In a way the experience wasn’t at all surprising. It was the kind of thing that one could expect to happen in Kala Ghoda because it was that kind of place: creative, leisurely, and above all, unpretentious. On one side there was the Elphinstone College with its distinguished faculty and eclectic student community; next to it the David Sassoon Library, seemingly a remnant from another age. Across the street was the Prince of Wales Museum, the Jehangir and Chemould Art galleries, Samovar, Max Mueller Bhavan, Thackers bookshop, Wayside Inn, and Rhythm House. At one edge of this triangle was a street mall selling export rejects — later to be relocated and known as `Fashion Street’ — and on the other edge was Ethnic Heart selling curios and clothes picked up from remote places in the country. The region provided a haven for the ambler, one that probably had no equivalent in the city. To be there meant to submit to an unhurried pace of life, a pace that aided contemplation and enrichment not of the material butthe cultural kind.

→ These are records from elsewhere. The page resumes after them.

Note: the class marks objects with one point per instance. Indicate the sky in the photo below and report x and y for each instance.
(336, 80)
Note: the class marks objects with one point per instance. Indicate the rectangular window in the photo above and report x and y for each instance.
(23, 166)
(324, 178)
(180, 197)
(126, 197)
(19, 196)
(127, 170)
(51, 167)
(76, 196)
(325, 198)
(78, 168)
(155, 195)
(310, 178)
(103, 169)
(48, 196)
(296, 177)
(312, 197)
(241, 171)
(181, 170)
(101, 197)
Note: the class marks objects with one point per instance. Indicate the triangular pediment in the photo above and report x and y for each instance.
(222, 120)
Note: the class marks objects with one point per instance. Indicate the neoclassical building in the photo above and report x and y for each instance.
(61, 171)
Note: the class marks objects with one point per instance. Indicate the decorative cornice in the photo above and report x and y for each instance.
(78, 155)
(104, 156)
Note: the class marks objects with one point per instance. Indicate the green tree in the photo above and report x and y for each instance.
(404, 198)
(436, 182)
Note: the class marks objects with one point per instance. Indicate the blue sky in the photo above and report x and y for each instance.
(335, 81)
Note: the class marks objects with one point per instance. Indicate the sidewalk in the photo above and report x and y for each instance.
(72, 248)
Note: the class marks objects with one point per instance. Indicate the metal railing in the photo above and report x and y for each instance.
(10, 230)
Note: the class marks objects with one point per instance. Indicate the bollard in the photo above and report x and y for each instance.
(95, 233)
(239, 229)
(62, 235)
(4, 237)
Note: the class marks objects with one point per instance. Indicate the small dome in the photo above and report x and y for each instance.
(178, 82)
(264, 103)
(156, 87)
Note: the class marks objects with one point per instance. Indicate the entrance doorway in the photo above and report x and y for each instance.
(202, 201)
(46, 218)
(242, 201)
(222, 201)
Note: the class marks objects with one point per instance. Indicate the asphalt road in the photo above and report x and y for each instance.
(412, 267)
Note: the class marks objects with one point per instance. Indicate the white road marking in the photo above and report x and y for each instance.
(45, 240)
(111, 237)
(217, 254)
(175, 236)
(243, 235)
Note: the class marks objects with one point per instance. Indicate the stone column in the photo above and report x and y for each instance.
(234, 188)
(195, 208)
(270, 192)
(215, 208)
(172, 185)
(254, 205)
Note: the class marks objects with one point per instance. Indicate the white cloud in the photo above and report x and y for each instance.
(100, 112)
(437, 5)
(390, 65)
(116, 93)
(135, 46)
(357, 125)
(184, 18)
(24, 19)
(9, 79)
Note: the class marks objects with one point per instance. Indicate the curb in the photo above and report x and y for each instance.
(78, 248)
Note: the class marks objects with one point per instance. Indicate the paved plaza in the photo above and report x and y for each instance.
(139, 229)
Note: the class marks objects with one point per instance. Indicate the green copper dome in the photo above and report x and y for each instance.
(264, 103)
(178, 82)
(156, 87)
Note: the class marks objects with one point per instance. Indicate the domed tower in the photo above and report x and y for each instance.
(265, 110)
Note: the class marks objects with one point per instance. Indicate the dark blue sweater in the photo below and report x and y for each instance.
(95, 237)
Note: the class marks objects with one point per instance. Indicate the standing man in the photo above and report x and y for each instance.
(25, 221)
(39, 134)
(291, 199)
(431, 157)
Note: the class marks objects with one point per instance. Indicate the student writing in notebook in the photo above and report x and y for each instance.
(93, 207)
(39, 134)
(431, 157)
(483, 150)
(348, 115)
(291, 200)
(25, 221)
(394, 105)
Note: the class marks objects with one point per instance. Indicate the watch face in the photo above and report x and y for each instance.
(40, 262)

Some things have changed over the years. The Thackers bookshop has closed down. Rhythm House has been completely overhauled to keep up with the fast-changing demands of the music business. The Wayside Inn has undergone a facelift, as has the David Sassoon Library. And the dreary old C J Hall has finally metamorphosed into the National Gallery of Modern Art. Thankfully though, the changes have served only to enhance rather than detract from the essential character of the place.
For some time now there has been a proposal to turn the Kala Ghoda region into an art district. And lately it has been much in the news thanks to the fortnight-long Kala Ghoda festival. The festival with its series of exhibitions, films and discussions received mixed reactions, but it did succeed in drawing scores of visitors, both newcomers and people who hadn’t taken a walk down there in years. There were fringe benefits as well, such as a refurbished Artists Centre, thanks to Christie’s which held a display of lithographs there. I think the concept of Kala Ghoda as an art district is a great idea. The city desperately needs such focal points not just for its own people but also for tourists who can legitimately complain of a woeful lack of direction in this throbbing metropolis.
If I have a grouse it is the absence of mood on the streets. It is one thing to have been a student there with ample time to discover gems in the neighbourhood. But for those who are not seeing the district through the familiar haze of nostalgia, it would be nice to have imaginative signposts and banners that, besides adding a touch of colour and contemporaneity, would bring a sense of unity to the various elements in the district.